Jean Claude Roy in his studio, Photo by Jennifer Thornhill-Verma

He’s certainly seen Quidi Vidi Village transform. He looks for and loves the bent and broken lines of a wharf that’s been cobbled together, as it was originally, the result of townsfolk hammering whatever wood they had together into a rickety, misshapen landing. New is not necessarily better, he says, uninterested in the straight lines of government wharfs, expensive residential builds, or plastic fishing gear. His eye is trained to find roads dipping and bobbing with the flow of the coastline that nook and cranny into tiny coves and beaches.

“I try to find some old paths,” Roy says. “Even an old shed, with all of the colours – that’s what I’m looking for – the mess. I’m painting mess, okay?”

If mess is what he’s looking for, then he’s arguably come to the right place to find it. All across the province, there are old, historic structures like the ones Roy adores up for sale. The most common sign I spotted this past summer travelling from one edge to another wasn’t for jam or crafts but for real estate.

The province’s net migration over the last 25+ years has fluctuated, with a lengthy period of out-migration (1992-2007, when the population declined from 580,109 to 509,055), then a modest increase in in-migration (2008-2015, with the population reaching a high of 525,355), followed by another decline more recently. While tourists love to visit in the high season – doubling the province’s population over that period – it seems people come for a good time, not a long time. In 2018, NL was the only province in Canada to see its population decline.

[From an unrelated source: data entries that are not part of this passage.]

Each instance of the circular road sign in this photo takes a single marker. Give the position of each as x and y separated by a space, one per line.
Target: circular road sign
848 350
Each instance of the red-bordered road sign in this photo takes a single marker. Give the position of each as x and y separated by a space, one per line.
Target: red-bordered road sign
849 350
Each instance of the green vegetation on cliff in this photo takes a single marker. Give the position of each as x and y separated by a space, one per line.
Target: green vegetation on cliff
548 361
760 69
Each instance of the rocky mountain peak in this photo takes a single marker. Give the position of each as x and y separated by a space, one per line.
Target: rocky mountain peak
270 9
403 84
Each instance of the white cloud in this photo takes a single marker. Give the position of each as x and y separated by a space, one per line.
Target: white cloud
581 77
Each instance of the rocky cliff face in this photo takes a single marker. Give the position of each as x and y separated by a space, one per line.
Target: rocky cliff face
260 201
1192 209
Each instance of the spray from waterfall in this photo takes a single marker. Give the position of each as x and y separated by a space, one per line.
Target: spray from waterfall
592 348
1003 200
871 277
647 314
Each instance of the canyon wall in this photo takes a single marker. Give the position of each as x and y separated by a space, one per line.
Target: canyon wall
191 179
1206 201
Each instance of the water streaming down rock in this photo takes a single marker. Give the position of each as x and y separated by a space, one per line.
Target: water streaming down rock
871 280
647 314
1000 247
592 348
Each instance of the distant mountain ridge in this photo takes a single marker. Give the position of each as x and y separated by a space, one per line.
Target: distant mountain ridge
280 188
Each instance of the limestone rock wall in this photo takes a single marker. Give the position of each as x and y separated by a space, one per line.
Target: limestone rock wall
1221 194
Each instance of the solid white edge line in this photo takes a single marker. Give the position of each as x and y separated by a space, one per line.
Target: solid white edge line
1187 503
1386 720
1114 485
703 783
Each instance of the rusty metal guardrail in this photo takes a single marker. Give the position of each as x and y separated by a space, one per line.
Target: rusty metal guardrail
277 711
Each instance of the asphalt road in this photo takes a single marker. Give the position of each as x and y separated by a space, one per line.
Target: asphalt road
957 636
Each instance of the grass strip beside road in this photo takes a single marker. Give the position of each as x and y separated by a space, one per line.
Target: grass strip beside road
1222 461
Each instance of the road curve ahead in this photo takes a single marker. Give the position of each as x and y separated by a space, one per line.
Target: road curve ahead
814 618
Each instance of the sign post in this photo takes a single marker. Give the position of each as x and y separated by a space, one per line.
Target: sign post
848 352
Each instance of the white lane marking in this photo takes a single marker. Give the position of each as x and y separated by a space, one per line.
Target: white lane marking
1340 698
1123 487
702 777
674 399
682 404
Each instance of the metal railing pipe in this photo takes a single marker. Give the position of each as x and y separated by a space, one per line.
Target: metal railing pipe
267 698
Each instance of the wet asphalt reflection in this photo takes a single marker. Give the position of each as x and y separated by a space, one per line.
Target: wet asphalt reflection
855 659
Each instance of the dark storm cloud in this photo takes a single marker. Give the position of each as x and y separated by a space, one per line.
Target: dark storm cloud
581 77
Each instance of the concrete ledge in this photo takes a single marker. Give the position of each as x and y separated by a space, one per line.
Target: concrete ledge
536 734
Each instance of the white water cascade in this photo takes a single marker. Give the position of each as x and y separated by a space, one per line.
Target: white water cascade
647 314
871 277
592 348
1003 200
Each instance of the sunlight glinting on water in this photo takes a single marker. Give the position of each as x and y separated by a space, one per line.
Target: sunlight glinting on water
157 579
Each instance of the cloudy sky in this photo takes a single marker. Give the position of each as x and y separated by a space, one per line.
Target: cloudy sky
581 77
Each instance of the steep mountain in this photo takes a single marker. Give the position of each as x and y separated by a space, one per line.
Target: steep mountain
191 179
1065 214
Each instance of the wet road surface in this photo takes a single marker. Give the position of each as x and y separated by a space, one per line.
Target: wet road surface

Unemployment reached a high of 20 per cent in 1992, when the cod moratorium brought the single largest mass layoff in Canadian history. While the last 25 years have seen NL’s unemployment rates decrease, the last few years have seen those rates climb back up once again. The most recent data show the unemployment rate trending down (from 14.1 per cent in September 2018 to 11.7 per cent in January 2019, using seasonally adjusted data), but that’s still more than two times the country’s average.

But Roy’s sun has shone over his landscape scenes, even as the people in NL’s outports packed up their things and left. Pre-moratorium, commercial fishermen regularly landed between 400,000 to 600,000 tonnes of northern cod annually, but these days catches fall below 20,000 tonnes. A few years ago, marine scientists cautiously predicted a “cod comeback,” but there’s less optimism now.

A young boy, his father, and their dog walk by to see what Roy is up to here in Quidi Vidi, but Roy tells me he usually paints in quiet surroundings. With fewer fishers, families, and children, the silence makes it loud and clear how the outports have changed. There are even fewer seagulls, Roy says, the seabirds having abandoned their posts, which no longer promise a fresh meal of fish guts.

Jean Claude Roy, Photo by Jennifer Thornhill-Verma

Behind us, Roy’s minivan, his preferred mode of travel, has the trunk-hatch wide-open. Inside, there’s built-in shelving and storage for transporting multiple large canvases. The middle seats double as a bed, a necessity for an artist on the road: his two books, Fluctuat Nec Mergitur (2011), and Terra Magna (2016), include every community in the province.

Each displays Roy’s distinct sun, brightening the canvas.

If one thing is sure, every day, the sun will rise on this rock. And while that sun may sometimes be difficult to spot, it seems wherever Roy travels, he finds it.